Organizados por Francisco Neuss —dueño de casa y anfitrión junto a sus hermanos—, los CEO intercalaron lugares con funcionarios del Gabinete. Los hermanos son dueños de la VTV porteña, empresas de energía y otros cientos de negocios, y fueron de los primeros militantes del PRO que saltaron del apoyo a Patricia Bullrich a las filas de Milei.
La lista de concurrentes fue numerosa.
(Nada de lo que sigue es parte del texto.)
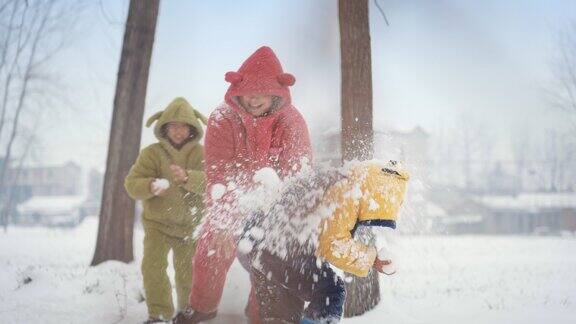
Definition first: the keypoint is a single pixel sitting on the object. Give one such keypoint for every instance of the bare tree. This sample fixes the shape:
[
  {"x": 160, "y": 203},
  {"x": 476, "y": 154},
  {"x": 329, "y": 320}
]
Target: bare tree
[
  {"x": 363, "y": 294},
  {"x": 116, "y": 224},
  {"x": 563, "y": 91},
  {"x": 31, "y": 34}
]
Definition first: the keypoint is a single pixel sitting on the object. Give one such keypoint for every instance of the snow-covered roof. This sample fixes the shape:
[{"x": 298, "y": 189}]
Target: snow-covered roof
[
  {"x": 51, "y": 204},
  {"x": 530, "y": 201}
]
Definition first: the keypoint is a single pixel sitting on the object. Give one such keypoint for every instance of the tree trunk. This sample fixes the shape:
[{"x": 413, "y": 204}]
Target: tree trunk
[
  {"x": 116, "y": 224},
  {"x": 356, "y": 88},
  {"x": 363, "y": 294}
]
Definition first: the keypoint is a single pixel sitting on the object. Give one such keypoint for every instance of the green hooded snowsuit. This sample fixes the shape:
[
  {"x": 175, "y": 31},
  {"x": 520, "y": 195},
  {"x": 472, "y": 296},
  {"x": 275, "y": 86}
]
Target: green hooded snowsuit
[{"x": 170, "y": 219}]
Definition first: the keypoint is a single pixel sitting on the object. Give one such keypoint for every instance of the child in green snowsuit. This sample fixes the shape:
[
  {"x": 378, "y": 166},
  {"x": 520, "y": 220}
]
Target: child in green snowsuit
[{"x": 168, "y": 177}]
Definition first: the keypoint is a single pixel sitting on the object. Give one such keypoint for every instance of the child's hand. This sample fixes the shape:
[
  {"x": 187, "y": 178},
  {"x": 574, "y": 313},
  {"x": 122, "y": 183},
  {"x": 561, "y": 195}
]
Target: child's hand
[
  {"x": 179, "y": 174},
  {"x": 158, "y": 187},
  {"x": 384, "y": 266}
]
Primero tomaron algo en el deck al aire libre del Yacht y no empezaron a cenar hasta después de que Milei, que llegó con su hermana Karina, diera un discurso de una hora y media con todos los conceptos que los empresarios esperaban escuchar.
Uno de los pocos que se dejó ver de manera cuidada fue Martín Migoya, el dueño de Globant, el Unicornio tecnológico que se hizo con los subsidios estatales del kirchnerismo y adquirió, tiempo después, sede fiscal en Luxemburgo, uno de los más grandes paraísos fiscales de Europa. Migoya es, junto a Marcos Galperín, de Mercado Libre, la cabeza de Endeavor, la cámara empresaria que sostiene a Milei y contiene a buena parte de sus ceos más fieles.